What should I get my pastor for Christmas?

Church Life

 Are you a loyal parishioner who really wants to do something nice for your Pastor?

Do you want to ease that preacher’s stress of running multiple services and a Christmas pageant this year?

Or do you want to pass of a bribe and call it a “love offering” in order to secure that church promotion?

Then we at the Cee are here to help with this list of what you should get your pastor for Christmas!

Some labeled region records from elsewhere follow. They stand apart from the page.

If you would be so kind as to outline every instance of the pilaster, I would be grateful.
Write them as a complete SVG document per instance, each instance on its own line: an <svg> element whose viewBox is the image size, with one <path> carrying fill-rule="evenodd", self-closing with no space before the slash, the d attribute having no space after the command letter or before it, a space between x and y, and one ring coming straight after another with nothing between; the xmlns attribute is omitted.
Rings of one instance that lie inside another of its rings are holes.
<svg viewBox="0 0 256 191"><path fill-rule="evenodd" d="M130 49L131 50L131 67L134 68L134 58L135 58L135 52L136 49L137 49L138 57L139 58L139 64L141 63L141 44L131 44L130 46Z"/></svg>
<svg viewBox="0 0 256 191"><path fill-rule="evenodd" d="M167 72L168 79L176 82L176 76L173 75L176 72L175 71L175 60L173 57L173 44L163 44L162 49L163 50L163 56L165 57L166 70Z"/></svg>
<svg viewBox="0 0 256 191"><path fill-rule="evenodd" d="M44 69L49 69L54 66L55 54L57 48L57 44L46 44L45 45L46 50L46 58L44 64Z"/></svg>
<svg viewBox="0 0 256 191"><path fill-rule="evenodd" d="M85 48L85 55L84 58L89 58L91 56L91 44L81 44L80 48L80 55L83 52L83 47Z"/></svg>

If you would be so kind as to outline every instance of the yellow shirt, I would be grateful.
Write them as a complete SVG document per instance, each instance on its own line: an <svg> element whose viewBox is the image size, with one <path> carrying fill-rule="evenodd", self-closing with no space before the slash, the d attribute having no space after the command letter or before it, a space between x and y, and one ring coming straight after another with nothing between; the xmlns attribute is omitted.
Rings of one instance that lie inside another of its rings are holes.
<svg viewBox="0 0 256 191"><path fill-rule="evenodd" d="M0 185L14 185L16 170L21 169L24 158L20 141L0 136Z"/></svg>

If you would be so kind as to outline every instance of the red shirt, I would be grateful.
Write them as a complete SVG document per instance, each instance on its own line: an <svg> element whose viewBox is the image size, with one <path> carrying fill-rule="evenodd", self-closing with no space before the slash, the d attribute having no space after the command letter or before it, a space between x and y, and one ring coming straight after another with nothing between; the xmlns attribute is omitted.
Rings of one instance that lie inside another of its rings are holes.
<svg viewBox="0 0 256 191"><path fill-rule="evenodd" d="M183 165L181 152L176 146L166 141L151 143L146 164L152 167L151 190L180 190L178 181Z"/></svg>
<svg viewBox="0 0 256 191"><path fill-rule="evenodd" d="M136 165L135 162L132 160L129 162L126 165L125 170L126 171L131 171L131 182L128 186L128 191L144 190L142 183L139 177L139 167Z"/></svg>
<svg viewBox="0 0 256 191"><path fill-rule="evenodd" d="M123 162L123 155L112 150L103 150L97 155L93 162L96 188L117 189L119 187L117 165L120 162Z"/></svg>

  1. A Clue – Do other members of the church say that your pastor “hasn’t got a clue”.  Poor fella, why not help him out by buying one of these for him at Christmas.
  2. A Pulpit Sound Board That Says ‘Amen’– Every time your preacher hits the pulpit during a sermon this will create an illusion of inspiration, as opposed to the usual startled screams of people being jolted awake.
  3. Two Small Copper Coins – Jesus praised this gift from the poor widow in Luke 21:2 – so you know that it must be something special
  4. A Cup of cold Water – Not only is this a practical preaching aid, for those long-winded sermons that kill the throat, but Jesus promises in Matthew 10:42 that you will get a reward. For best results, douse your pastor spontaneously during church with no prior warning.
  5. The Apostle Paul’s Suit and Tie – Who wouldn’t want one of these holy relics? Certainly a remote African tribe were grateful to wear them after Western missionaries converted them so they must be important.
  6. The Holy Grail – If this seems a little steep or a little pricey, ask yourself why you are not willing to do whatever it takes to assist the one who prays and preaches to you weekly!
  7. Skinny Jeans– So he can regift them to the worship leader, and the Bible does not specifically say regifting is a sin, so it must be totally cool with God!
  8. A Theology Degree – Although very few pastors have these nowadays, and those that do can’t get a job, our reporter Northworst Seminary offers them for free!
  9. A fish. Think of it like a lucky dip. It may have a four drachma coin in it’s mouth like in the Bible.  Either way, he’ll still get a tasty fish for supper.
  10. Nothing – after all it’s not his birthday, it’s Jesus’.  So if he complains – you know that he wants to be more important than Jesus and should be thrown out of the church as a false teacher. Either way, he’ll get nothing.